Marcus Stephenson-Jones’ visit and talk

Marcus Stephenson-Jones, Group Leader of Principal Components of Goal-Directed Behaviour (Sainsbury Wellcome Centre for Neural Circuits and Bahevaiour) accepted our invitation to visit the IEM HAS and he gave a talk entitled ‘Genetically distinct ventral pallidal neurons encode the motivation for approach and avoidance’.

Summary:

A prominent trait of animals is their ability to predict reward and punishments. These predictions elicit opposing motivational states that drive animals to seek reward or avoid threats.
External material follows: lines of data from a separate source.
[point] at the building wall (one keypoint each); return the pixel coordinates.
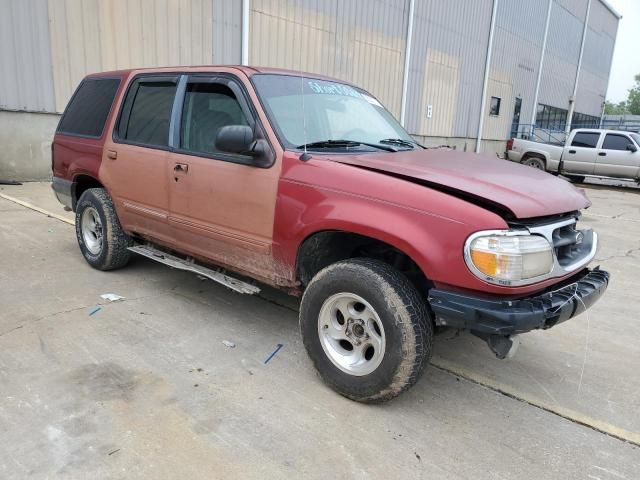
(360, 41)
(47, 46)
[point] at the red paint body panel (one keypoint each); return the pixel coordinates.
(375, 194)
(428, 225)
(525, 191)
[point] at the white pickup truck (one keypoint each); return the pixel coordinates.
(586, 153)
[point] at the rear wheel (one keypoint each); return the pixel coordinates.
(366, 329)
(102, 241)
(535, 162)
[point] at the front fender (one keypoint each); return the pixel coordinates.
(433, 242)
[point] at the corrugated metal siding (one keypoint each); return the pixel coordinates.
(92, 35)
(447, 66)
(514, 65)
(596, 61)
(47, 46)
(361, 41)
(563, 51)
(26, 82)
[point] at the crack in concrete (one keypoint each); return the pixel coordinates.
(626, 437)
(627, 254)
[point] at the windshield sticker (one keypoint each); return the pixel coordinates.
(333, 89)
(371, 100)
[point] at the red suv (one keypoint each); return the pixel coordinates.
(308, 184)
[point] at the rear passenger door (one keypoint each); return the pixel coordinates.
(580, 156)
(134, 165)
(221, 204)
(616, 157)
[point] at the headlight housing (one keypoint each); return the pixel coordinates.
(509, 257)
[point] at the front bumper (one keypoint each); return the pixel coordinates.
(502, 316)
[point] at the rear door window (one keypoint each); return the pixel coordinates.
(616, 142)
(585, 139)
(89, 107)
(146, 114)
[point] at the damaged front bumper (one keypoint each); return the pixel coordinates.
(488, 317)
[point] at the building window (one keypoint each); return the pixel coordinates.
(551, 118)
(495, 106)
(582, 120)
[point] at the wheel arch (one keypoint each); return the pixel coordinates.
(325, 247)
(81, 183)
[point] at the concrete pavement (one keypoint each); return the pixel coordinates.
(145, 388)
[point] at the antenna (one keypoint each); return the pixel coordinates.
(305, 156)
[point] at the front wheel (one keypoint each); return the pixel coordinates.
(366, 329)
(102, 241)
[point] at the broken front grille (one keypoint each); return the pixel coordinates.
(574, 248)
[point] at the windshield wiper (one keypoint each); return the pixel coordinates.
(345, 144)
(399, 141)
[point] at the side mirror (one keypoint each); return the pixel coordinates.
(235, 139)
(240, 139)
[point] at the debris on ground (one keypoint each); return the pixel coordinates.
(273, 354)
(112, 297)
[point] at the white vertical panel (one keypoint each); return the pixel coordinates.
(26, 82)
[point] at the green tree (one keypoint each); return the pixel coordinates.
(633, 99)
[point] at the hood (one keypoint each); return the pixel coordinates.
(523, 191)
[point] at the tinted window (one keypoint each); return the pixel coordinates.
(615, 142)
(585, 139)
(89, 107)
(147, 113)
(207, 108)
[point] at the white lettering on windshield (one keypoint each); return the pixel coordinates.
(333, 89)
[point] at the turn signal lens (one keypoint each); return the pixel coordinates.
(511, 257)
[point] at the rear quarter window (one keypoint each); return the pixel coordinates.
(89, 107)
(585, 139)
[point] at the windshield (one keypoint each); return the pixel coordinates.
(332, 111)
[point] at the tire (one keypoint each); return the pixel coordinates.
(574, 178)
(398, 327)
(535, 162)
(104, 246)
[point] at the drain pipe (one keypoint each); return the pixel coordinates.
(407, 61)
(572, 100)
(246, 8)
(534, 110)
(487, 68)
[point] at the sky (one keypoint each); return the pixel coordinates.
(626, 61)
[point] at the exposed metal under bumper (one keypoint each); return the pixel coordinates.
(491, 316)
(182, 264)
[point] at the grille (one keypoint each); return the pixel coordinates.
(571, 245)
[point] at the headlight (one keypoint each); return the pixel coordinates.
(509, 257)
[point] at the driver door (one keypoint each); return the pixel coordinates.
(221, 206)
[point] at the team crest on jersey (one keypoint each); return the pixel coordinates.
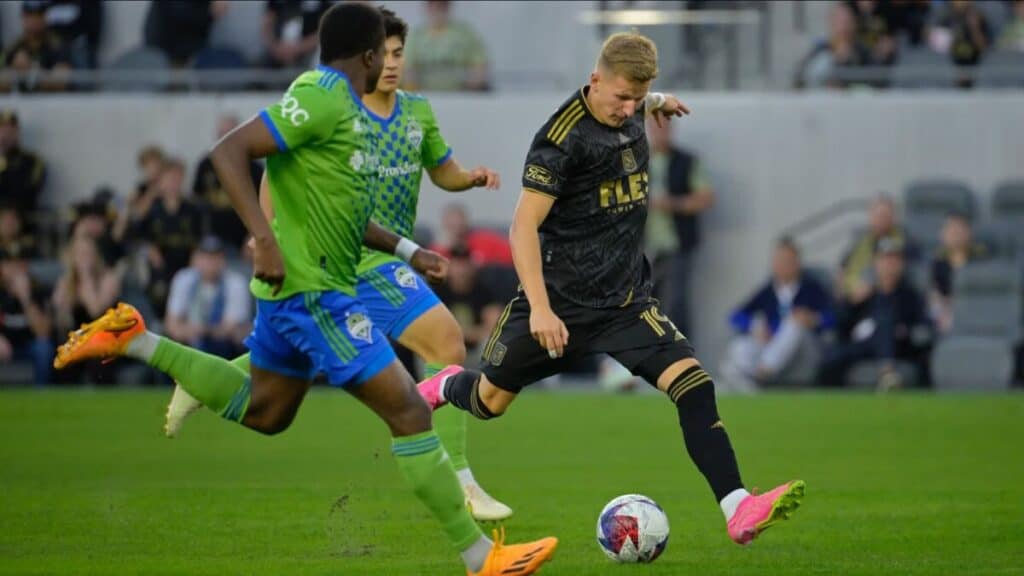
(406, 278)
(414, 132)
(629, 161)
(359, 327)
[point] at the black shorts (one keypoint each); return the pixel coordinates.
(637, 335)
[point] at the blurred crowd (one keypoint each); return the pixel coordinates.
(876, 319)
(61, 35)
(923, 34)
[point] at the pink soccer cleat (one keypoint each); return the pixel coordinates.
(757, 512)
(430, 388)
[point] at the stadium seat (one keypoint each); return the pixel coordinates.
(1008, 215)
(1001, 69)
(141, 59)
(924, 69)
(926, 205)
(972, 363)
(987, 301)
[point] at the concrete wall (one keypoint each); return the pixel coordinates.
(773, 159)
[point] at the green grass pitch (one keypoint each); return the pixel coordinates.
(896, 485)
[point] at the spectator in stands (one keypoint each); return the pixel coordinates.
(87, 288)
(94, 218)
(778, 327)
(25, 325)
(841, 50)
(13, 238)
(23, 173)
(445, 55)
(679, 192)
(290, 31)
(170, 231)
(856, 266)
(963, 32)
(38, 49)
(150, 163)
(957, 249)
(181, 28)
(907, 18)
(79, 25)
(485, 246)
(209, 306)
(873, 30)
(219, 217)
(474, 301)
(1012, 37)
(890, 324)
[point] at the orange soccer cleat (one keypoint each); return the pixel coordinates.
(516, 560)
(104, 338)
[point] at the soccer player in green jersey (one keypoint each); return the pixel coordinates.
(400, 303)
(322, 166)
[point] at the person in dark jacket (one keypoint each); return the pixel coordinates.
(891, 324)
(778, 328)
(679, 192)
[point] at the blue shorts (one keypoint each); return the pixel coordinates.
(395, 296)
(318, 332)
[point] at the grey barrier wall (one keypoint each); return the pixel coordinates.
(773, 159)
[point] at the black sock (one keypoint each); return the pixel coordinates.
(463, 392)
(707, 442)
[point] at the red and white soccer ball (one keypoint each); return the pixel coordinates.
(633, 529)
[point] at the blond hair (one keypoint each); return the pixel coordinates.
(631, 55)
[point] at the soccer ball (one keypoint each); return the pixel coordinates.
(633, 529)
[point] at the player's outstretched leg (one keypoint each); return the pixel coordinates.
(435, 336)
(121, 331)
(183, 404)
(747, 515)
(422, 460)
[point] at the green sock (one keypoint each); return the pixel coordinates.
(243, 363)
(451, 426)
(421, 459)
(219, 384)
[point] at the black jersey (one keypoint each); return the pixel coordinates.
(592, 240)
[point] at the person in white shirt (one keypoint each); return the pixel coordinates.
(209, 305)
(777, 327)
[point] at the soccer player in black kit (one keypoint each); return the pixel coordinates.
(577, 241)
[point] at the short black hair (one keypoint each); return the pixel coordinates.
(393, 25)
(349, 29)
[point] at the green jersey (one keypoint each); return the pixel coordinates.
(408, 141)
(322, 182)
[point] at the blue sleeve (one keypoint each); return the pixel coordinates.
(743, 316)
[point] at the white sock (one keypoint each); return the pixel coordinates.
(142, 346)
(731, 502)
(476, 554)
(465, 477)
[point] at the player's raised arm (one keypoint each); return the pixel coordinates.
(453, 177)
(546, 327)
(230, 159)
(429, 263)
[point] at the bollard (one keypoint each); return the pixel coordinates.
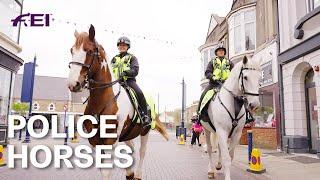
(66, 139)
(249, 135)
(2, 161)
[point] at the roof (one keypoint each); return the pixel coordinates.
(45, 88)
(214, 21)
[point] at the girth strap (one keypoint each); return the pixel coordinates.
(234, 120)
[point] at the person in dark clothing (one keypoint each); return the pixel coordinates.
(217, 72)
(125, 67)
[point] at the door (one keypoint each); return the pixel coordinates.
(312, 112)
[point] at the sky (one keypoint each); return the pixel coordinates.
(165, 36)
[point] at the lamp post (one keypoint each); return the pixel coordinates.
(27, 139)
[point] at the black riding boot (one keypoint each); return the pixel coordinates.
(146, 120)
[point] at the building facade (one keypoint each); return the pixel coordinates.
(9, 61)
(250, 29)
(50, 97)
(299, 60)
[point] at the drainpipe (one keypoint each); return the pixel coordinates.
(280, 81)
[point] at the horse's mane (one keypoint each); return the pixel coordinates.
(251, 63)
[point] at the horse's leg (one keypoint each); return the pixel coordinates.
(143, 148)
(130, 170)
(223, 144)
(235, 138)
(209, 150)
(105, 172)
(219, 165)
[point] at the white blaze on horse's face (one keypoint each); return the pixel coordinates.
(74, 80)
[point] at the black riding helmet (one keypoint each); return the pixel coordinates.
(124, 40)
(222, 48)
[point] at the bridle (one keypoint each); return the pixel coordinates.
(240, 98)
(243, 89)
(89, 81)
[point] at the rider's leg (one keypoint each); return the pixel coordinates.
(141, 100)
(209, 87)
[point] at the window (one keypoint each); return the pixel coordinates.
(212, 55)
(5, 83)
(36, 106)
(312, 4)
(51, 107)
(9, 9)
(242, 32)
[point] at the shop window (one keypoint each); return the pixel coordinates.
(51, 107)
(9, 9)
(242, 32)
(36, 106)
(313, 4)
(5, 83)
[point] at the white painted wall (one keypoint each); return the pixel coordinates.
(290, 12)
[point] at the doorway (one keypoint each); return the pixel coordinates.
(312, 111)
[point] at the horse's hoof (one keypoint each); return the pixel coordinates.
(130, 177)
(218, 167)
(211, 175)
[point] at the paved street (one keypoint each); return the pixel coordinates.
(164, 161)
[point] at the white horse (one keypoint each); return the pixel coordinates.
(242, 83)
(89, 57)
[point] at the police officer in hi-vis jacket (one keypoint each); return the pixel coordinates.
(125, 66)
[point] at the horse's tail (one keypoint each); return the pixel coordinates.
(161, 128)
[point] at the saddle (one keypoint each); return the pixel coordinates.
(211, 95)
(132, 127)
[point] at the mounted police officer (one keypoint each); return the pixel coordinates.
(218, 70)
(125, 67)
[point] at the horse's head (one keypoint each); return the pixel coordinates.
(86, 59)
(249, 77)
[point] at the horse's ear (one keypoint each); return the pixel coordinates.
(76, 34)
(245, 60)
(91, 33)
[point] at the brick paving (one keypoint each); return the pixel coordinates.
(164, 161)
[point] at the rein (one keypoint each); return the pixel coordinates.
(242, 98)
(89, 77)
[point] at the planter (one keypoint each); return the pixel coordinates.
(244, 138)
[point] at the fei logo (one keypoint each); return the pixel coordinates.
(38, 20)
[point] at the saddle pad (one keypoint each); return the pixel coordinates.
(151, 105)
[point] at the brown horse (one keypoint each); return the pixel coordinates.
(89, 69)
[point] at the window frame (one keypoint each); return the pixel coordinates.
(53, 107)
(15, 36)
(232, 25)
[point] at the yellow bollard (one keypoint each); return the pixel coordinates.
(75, 139)
(2, 162)
(181, 140)
(256, 163)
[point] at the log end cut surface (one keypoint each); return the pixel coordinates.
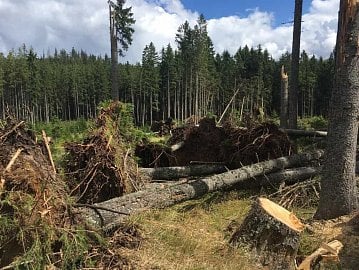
(281, 214)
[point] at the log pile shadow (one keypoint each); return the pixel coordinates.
(229, 145)
(102, 166)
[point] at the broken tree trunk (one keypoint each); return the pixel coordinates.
(170, 173)
(289, 176)
(327, 252)
(284, 99)
(171, 194)
(272, 233)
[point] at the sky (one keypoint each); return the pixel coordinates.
(83, 24)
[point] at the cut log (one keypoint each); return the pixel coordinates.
(177, 146)
(327, 252)
(304, 133)
(284, 99)
(272, 233)
(170, 173)
(168, 195)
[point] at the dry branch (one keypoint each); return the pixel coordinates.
(328, 251)
(272, 233)
(170, 173)
(46, 141)
(172, 194)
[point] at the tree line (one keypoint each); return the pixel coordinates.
(189, 80)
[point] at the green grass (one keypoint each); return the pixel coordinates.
(192, 235)
(61, 132)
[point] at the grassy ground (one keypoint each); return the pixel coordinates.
(192, 235)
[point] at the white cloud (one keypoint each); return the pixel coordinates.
(46, 24)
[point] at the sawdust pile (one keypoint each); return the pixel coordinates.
(102, 166)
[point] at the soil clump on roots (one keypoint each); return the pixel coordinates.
(31, 194)
(102, 166)
(232, 146)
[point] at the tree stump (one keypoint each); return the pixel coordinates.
(272, 233)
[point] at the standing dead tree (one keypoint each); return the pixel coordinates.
(339, 192)
(169, 195)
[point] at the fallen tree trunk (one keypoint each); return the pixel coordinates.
(308, 133)
(170, 173)
(169, 195)
(289, 176)
(272, 233)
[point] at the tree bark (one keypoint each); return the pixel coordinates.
(308, 133)
(272, 233)
(284, 99)
(114, 58)
(294, 72)
(332, 249)
(168, 195)
(289, 176)
(339, 193)
(168, 173)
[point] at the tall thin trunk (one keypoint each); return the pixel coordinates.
(114, 58)
(196, 111)
(338, 184)
(294, 75)
(168, 96)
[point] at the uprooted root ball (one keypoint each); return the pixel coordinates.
(102, 167)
His talk focused on recent work that shows that two populations of neurons in the ventral pallidum (VP) are crucial for appetitive and aversive motivation.
He showed that VP GABAergic neurons encode reward prediction error signals and are essential for reward seeking. In contrast, glutamatergic VP neurons encode punishment prediction errors and are essential for punishment avoidance. In situations of motivational conflict, when there are risks involved in obtaining reward, the glutamatergic VP neurons are essential for constraining reward seeking. Finally, he speculated about the circuits that integrate information from these two VP populations to set the overall motivational state in mice.

After his talk Marcus had two meetings with IEM HAS group leaders and he had a lunch with postdocs and PhD students.